🔗 MCP API

Introduction

Use the CoinAPI Indexes MCP server to discover indexes, read current and historical values, query OHLC timeseries, and manage multi-asset weights.

Indexes API MCP

The CoinAPI Indexes API is available through a hosted Model Context Protocol (MCP) server. It exposes the Indexes API as self-describing tools that can be used from Cursor, Claude Desktop, or custom agent runtimes.

Why use MCP?

MCP layers self-describing JSON-Schema tools over the underlying HTTP API, so agent runtimes can discover available operations, validate arguments, and call the service without a custom integration layer.

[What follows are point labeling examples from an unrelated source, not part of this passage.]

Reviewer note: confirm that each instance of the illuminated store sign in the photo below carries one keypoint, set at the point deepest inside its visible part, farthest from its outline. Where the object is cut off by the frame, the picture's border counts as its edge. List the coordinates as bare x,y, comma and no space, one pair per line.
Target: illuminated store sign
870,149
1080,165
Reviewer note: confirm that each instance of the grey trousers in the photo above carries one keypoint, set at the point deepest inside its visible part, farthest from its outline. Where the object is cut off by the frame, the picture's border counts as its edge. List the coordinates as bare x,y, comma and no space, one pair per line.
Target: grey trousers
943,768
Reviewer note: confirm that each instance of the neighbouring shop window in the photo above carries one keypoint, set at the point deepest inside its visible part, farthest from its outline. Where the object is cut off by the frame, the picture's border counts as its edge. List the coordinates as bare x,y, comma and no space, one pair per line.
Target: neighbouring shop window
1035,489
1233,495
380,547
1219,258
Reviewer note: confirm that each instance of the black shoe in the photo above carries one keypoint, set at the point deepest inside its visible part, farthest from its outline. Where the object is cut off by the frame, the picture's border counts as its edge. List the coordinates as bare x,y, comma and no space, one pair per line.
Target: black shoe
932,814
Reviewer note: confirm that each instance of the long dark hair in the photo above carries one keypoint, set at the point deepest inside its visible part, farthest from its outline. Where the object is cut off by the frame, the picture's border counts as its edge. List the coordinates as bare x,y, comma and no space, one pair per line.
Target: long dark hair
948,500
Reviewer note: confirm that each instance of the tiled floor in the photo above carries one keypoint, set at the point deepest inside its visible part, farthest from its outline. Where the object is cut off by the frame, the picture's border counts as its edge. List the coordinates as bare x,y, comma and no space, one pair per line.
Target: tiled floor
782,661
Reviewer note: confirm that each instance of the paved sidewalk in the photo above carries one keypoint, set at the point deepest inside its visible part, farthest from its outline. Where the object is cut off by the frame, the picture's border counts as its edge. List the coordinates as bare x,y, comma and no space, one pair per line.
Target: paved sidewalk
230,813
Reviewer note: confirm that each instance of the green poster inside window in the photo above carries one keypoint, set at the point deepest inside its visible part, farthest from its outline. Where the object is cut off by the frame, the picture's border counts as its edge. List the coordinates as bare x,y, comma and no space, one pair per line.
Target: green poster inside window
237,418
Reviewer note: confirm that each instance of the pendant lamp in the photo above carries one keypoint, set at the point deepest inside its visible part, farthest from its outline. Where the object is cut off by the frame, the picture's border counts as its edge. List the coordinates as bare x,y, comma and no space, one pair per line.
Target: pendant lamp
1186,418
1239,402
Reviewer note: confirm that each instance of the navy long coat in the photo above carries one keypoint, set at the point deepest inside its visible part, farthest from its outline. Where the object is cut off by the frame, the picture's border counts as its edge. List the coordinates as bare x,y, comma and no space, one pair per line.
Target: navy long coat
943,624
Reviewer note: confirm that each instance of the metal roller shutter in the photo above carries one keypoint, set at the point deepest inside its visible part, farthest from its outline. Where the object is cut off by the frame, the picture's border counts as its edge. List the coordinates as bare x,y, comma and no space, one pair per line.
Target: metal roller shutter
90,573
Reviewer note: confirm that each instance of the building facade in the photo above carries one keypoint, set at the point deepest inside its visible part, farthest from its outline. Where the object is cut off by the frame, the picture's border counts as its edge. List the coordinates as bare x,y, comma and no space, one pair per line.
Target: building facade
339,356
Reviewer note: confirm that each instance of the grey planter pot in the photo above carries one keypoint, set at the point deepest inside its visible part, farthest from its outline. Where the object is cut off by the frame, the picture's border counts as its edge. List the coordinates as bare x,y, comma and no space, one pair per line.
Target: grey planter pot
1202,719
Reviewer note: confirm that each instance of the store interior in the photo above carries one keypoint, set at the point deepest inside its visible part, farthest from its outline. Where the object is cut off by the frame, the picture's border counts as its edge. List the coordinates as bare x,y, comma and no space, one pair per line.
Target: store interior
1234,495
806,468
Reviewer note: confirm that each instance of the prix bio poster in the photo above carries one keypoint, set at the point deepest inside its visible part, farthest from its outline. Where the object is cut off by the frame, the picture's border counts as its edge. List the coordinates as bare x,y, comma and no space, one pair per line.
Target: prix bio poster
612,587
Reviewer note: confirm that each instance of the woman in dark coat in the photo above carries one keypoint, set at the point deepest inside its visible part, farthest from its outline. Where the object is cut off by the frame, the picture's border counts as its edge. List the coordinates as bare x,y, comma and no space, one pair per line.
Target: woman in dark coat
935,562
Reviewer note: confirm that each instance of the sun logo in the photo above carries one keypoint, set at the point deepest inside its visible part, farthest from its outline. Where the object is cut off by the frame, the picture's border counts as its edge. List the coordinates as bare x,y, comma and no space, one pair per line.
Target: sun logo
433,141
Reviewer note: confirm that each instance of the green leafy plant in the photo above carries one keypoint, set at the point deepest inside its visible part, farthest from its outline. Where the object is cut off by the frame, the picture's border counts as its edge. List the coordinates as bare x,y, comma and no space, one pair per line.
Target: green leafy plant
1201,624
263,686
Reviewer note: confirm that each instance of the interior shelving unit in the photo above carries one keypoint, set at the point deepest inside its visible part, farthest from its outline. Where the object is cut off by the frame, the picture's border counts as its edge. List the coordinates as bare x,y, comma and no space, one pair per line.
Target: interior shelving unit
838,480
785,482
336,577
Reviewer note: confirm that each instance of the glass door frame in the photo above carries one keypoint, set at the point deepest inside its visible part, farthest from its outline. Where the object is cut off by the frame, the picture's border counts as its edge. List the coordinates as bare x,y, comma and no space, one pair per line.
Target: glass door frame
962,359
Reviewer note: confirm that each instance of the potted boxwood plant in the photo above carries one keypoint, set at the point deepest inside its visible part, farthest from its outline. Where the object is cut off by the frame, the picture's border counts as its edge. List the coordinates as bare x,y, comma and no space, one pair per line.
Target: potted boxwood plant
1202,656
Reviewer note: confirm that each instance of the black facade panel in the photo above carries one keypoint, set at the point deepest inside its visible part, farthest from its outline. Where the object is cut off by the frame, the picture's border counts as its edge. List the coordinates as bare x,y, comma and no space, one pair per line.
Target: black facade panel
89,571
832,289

With the Indexes MCP server you can:

  • Reuse the same X-CoinAPI-Key authentication you already use with CoinAPI.
  • Discover index identifiers, time periods, and exchange metadata from the tool schemas and live responses.
  • Query current values, historical snapshots, and OHLC timeseries without wiring raw REST endpoints by hand.
  • Access multi-asset weight tools from the same MCP endpoint.

Server endpoint

https://mcp.indexes.coinapi.io/mcp

Use your regular CoinAPI API key in the X-CoinAPI-Key header.

Only the /mcp endpoint is supported for this service.

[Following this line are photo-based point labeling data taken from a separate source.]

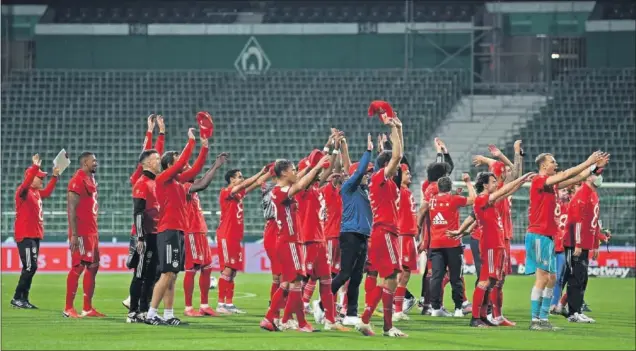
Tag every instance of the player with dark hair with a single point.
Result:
(384, 256)
(446, 254)
(82, 212)
(29, 226)
(492, 240)
(229, 235)
(582, 237)
(142, 253)
(198, 255)
(288, 248)
(173, 216)
(540, 257)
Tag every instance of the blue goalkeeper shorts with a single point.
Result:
(540, 254)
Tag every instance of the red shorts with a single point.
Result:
(408, 252)
(270, 236)
(507, 263)
(87, 252)
(333, 250)
(197, 251)
(291, 260)
(384, 255)
(492, 264)
(231, 254)
(316, 259)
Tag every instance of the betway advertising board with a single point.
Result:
(618, 262)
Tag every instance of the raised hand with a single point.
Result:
(36, 160)
(151, 122)
(494, 151)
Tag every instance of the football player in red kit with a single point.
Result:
(289, 251)
(230, 234)
(198, 255)
(383, 252)
(82, 212)
(492, 245)
(29, 226)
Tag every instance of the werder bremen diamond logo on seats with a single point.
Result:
(252, 60)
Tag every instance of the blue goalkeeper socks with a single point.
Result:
(545, 303)
(535, 302)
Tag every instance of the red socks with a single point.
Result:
(272, 290)
(72, 280)
(370, 283)
(373, 300)
(495, 299)
(89, 287)
(387, 303)
(188, 287)
(229, 294)
(479, 296)
(308, 290)
(399, 298)
(204, 284)
(326, 297)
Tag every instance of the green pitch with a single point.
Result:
(612, 301)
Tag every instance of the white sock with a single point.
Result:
(152, 312)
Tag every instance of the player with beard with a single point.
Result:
(82, 209)
(288, 248)
(230, 234)
(540, 257)
(29, 226)
(173, 216)
(383, 254)
(492, 241)
(505, 172)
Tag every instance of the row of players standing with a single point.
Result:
(85, 246)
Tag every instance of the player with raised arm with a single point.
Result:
(82, 209)
(384, 254)
(198, 255)
(505, 172)
(492, 239)
(229, 235)
(540, 256)
(173, 216)
(446, 254)
(29, 226)
(288, 248)
(138, 301)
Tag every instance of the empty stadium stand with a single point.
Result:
(257, 119)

What is available through MCP?

The Indexes server currently exposes 12 tools grouped into four areas:

AreaWhat you can do
Metadata discoveryList index identifiers, supported time periods, and exchange metadata.
Current and snapshot valuesGet one current index value or a full snapshot for all members of an index definition.
Historical analyticsQuery point-in-time snapshots, historical series with composition data, and OHLC timeseries.
Multi-asset index managementInspect stored weights and use administrative tools to update or delete them.

Typical workflows

Discover active indexes

  1. Call indexes_list to see the identifiers available in the system.
  2. Use an index definition such as IDX_REFRATE_FX with indexes_get_current_snapshot to discover members that currently return values.
  3. Call indexes_get_current for a single tracked index once you know the exact active index_id.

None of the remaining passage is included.